Jumat, 25 November 2016

TADBM 416_4

 “Setan! Gendruwo! Tetekan!” geram Ki Singawana Sepuh dengan muka yang membara. Baru kali ini dia merasa dipermalukan oleh lawannya. Dengan perlahan dia bangkit berdiri. Tidak tampak tubuhnya mengalami kesakitan akibat serangan lawan. Justru dengan wajah yang merah padam dia segera menggosokkan kedua telapak tangannya sebelum meletakkan telapak tangan kanan yang terbuka di depan dada, sedangkan tangan kirinya yang terkepal ditarik sejajar lambung.

“Aku mengakui keunggulanmu Ki Rangga,” berkata Ki Singawana Sepuh kemudian dengan suara mirip auman seekor singa, “Ketahuilah, aku baru melakukan penjajagan ilmu, belum sampai merambah ke kedalaman ilmuku,” dia berhenti sejenak. Lanjutnya kemudian, “Bersiaplah, aku akan meningkatkan ilmuku selapis. Jika Ki Rangga masih dapat bertahan pada tingkatan ini, tidak ada jalan lain bagiku selain  menggunakan ilmu pamungkasku untuk menghentikan perlawananmu. Dan ketahuilah, selama ini belum pernah ada lawan yang mampu mengimbangi kedahsyatan ilmu pamungkasku.”

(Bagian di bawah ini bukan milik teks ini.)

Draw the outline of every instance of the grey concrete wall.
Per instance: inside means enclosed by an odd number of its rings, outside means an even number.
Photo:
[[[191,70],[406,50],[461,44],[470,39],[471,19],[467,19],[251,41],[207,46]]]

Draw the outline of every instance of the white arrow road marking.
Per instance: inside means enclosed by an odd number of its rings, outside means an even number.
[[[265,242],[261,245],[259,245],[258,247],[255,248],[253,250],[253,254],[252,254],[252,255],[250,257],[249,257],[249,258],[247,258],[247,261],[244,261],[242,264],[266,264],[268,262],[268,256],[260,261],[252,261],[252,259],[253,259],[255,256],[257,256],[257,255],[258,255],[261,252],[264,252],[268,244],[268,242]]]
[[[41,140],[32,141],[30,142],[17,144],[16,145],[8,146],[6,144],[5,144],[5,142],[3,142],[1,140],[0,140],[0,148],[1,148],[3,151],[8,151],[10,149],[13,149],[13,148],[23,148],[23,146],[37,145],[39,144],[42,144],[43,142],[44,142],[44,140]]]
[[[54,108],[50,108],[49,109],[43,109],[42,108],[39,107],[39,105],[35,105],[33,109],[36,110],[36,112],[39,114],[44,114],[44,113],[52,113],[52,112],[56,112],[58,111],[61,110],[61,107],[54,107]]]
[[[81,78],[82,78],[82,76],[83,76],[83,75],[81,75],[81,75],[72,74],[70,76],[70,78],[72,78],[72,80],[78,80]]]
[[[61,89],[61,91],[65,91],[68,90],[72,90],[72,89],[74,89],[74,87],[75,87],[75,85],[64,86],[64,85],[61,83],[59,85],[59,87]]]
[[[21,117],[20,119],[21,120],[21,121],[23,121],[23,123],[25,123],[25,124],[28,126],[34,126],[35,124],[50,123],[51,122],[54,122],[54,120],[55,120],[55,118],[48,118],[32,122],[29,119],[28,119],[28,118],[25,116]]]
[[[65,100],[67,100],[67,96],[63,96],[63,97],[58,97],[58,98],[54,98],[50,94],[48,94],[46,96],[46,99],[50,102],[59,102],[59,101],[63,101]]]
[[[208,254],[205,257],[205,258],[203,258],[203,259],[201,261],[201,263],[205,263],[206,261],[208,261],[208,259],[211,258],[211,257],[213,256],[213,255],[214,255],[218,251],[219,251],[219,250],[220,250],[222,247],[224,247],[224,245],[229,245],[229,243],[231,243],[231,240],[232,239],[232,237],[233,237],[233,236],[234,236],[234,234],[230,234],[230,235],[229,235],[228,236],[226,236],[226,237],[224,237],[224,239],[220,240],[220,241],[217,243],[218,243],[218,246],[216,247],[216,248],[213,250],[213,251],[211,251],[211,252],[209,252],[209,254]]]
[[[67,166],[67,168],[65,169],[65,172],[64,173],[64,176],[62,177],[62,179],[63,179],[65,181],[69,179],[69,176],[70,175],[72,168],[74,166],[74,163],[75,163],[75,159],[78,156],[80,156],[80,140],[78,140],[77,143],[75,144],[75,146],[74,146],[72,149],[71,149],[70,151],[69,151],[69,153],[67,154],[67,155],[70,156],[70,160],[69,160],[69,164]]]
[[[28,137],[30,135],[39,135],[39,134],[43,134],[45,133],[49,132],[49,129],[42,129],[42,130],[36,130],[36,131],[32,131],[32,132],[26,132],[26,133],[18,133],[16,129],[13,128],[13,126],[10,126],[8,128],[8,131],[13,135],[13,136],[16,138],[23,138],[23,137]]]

Kembali sebuah desir tajam menggores dada Ki Rangga Agung Sedayu. Agaknya lawannya kali ini tidak akan bermain-main lagi. Guru Pangeran Ranapati itu akan merambah ke tingkatan ilmu yang lebih tinggi.

Sejenak kemudian, pandangan batin Ki Rangga melihat sebuah asap tipis kebiru-biruan tampak muncul dari kedua telapak tangan lawannya yang kini kedua-duanya terjulur kedepan. Namun hanya sekejap asap tipis itu pun hilang bagaikan tertiup angin.

“Ilmu apalagi ini,” desis Ki Rangga dalam hati, “Mungkin sejenis tapak dahana atau tapak geni, aku belum tahu.”

Untuk beberapa saat Ki Singawana Sepuh masih berdiam diri. Sementara ketiga ujud Ki Rangga tampak berdiri termangu-mangu menunggu apa yang akan terjadi.

Dalam pada itu Pangeran Ranapati yang sedang berjalan dengan tergesa-gesa sekali lagi telah dikejutkan oleh suara ledakan cambuk diikuti jeritan seseorang yang sedang meregang nyawa.

“Hentikan!” Bentak Pangeran Ranapati begitu melihat seorang laki-laki berumur sekitar setengah abad  dengan perawakan gemuk sedang membantai lawan-lawannya.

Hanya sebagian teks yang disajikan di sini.